— Кажется, ничего подобного нет больше не только в Афганистане — на всем Среднем Востоке…
— Как мы будем арестовывать этого Ивонина — ума не приложу. Замкнутый круг какой-то, — говорю я.
Мы едем в армейском «газике» по раскаленному пеклу. Навстречу летят обшарпанные такси, тянутся потрепанные автобусы, увешанные гирляндами из бумажных цветов, и прокурор армии, глотая желтую пыль, отрывисто поясняет:
— Это вот, за площадью, район Дар-Уль-Амман, советское посольство. В крепости… Мусульмане-то воевать за эти годы научились. У американцев и у нас. Обстреливают ракетами центр. По кармалевскому Министерству обороны шпарят. Да и нам достается…
Он сплевывает несколько раз в окно, и мне кажется, что у меня самого полон рот песку, хрустит на зубах.
— …Вот за июнь террористы организовали шесть взрывов. 13-го бросили гранату в армейский патруль, пятерых наших на куски. 10-го возле штаба армии взорвалась машина, груженная взрывчаткой. Метили в Зайцева, командующего.

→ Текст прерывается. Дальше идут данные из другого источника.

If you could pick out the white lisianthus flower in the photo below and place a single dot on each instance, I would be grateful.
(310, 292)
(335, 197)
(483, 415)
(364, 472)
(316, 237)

Ему повезло, — уехал на базу Шиндад… На днях вертолет сбили с корреспондентом армейской газеты Савкиным. Погиб, конечно.
Мы пересекли торговую часть города в направлении автострады. Узкие улочки, сплошь заставленные лотками. Чего тут только нет. Стараюсь рассмотреть на остановках: вот последние марки японских приемников, рулоны индийских тканей, китайские зонтики. Надо Лане купить такой… Впрочем, как я объясню, откуда такой подарок. Ни она, никто другой в прокуратуре, кроме Меркулова и Пархоменко, не догадывается о моем вояже в Кабул… И тут же холмики изюма, кураги, жареных орехов…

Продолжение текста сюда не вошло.